Mas a transferência do seu discurso urgente, criativo e exaltado para a escrita não o poupou à crítica dos mais convencionais; pagava o preço de um estilo à frente da sua época, demasiado arrojado e provocatório. Escreveria sobre este livro um crítico não identificado n’A Capital (5.6.1917): «Foi muito aplaudido. Nós só desejamos que esses aplausos o tivessem encorajado a novos trabalhos desse género, mas em que não transpareça tanto a pretensão da originalidade exagerada e escandalosa, porque se, desta vez, quase se salvou, em outras pode perder o equilíbrio e cair no disparate.» Mas, se uns o depreciavam, outros aplaudiam-no, reconhecendo nele qualidades excepcionais. Alfredo de Carvalho comenta no diário A Luta (19-1-1919): «António Ferro, levantando as imagens das 3 actrizes, ferindo-as com a luz jorrante das suas frases, revela-se um prosador de vastos recurso e um impressionista pouco vulgar.».

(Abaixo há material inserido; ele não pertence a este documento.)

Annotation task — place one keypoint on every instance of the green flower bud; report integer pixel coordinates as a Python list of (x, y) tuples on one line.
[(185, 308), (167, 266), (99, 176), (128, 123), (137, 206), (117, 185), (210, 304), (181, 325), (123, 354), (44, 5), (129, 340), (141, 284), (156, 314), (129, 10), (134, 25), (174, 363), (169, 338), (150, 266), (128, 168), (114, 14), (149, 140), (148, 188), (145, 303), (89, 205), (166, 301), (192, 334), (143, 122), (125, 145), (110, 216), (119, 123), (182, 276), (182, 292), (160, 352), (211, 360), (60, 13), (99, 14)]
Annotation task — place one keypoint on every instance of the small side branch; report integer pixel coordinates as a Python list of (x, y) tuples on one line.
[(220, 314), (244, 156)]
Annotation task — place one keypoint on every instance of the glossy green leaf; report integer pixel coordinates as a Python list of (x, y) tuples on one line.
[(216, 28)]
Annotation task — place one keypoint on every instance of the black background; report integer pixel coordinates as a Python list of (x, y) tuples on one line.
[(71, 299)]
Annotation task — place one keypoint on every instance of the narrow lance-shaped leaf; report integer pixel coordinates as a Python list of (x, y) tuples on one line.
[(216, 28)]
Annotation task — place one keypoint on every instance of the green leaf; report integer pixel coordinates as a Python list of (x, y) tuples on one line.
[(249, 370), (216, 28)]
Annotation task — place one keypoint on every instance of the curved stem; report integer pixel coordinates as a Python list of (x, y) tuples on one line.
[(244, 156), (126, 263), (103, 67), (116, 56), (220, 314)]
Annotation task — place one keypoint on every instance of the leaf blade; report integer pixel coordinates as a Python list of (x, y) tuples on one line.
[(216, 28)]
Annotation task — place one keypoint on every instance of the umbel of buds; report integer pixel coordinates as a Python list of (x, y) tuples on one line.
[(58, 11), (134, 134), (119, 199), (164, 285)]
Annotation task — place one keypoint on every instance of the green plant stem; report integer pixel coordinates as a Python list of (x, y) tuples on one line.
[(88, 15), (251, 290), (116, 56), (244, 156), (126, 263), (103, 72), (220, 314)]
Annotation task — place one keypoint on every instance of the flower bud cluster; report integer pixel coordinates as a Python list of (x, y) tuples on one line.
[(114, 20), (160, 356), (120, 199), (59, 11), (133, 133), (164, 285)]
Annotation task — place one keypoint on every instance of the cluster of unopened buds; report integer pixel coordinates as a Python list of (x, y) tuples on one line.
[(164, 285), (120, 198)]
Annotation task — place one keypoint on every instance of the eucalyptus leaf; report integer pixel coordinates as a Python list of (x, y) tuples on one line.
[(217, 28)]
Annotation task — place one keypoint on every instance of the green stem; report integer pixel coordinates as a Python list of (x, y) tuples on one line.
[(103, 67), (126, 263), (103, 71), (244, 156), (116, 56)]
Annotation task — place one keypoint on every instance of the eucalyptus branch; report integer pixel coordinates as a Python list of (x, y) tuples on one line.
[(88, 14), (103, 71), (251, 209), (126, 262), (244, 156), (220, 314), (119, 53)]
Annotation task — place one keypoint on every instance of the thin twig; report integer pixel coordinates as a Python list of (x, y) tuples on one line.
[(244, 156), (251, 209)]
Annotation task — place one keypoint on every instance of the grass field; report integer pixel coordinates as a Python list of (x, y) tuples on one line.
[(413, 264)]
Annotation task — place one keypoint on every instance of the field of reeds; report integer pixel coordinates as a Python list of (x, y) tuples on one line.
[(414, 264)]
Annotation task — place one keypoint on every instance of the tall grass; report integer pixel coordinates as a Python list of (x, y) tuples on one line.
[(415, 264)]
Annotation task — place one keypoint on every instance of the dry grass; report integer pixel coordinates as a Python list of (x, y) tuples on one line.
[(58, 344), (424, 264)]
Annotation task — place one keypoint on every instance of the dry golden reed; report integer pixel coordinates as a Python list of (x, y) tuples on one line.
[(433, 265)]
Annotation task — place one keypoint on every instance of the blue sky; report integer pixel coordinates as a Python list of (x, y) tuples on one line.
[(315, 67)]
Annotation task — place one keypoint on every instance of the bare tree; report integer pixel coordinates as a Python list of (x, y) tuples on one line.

Lembramos que, à data, o autor contava apenas 22 anos.

António Ferro continua a frequentar a Faculdade de Direito de Lisboa, onde é contemporâneo de Augusto Cunha, Azeredo Perdigão e Bustorff Silva.  

Em 1918 publica O Ritmo da Paisagem, palavras para um poema sinfónico do maestro Venceslau Pinto. A crítica acolhe-o sem indulgências, e António Ferro é «pateado» por uma opinião ferozmente ortodoxa, como a de Mário Sampaio Ribeiro, na Ordem (22.1.1918): «A súmula do incompreensível libreto do Sr. Ferro – incompreensível não só pelas ideias como também pela péssima sintaxe.»

As opiniões a seu respeito dividem-se, mas não é ignorado.   

Publicamente admirador de Sidónio Pais, por quem se deixa inflamar desde o primeiro momento em que o avista, parte para Angola na categoria de oficial miliciano, onde é ajudante do governador-geral, o comandante Filomeno da Câmara, colaborador e amigo de Sidónio; assim, reconfirmando em Filomeno a ideia de chefe que sempre o galvanizara, e reconhecendo-lhe a mesma vontade renovadora, firma com ele uma sólida amizade que culmina com a sua nomeação, aos 23 anos, para Secretário-Geral do governo da província de Angola, de onde segue à distância a acção de Sidónio e onde recebe a perturbadora notícia do seu assassinato.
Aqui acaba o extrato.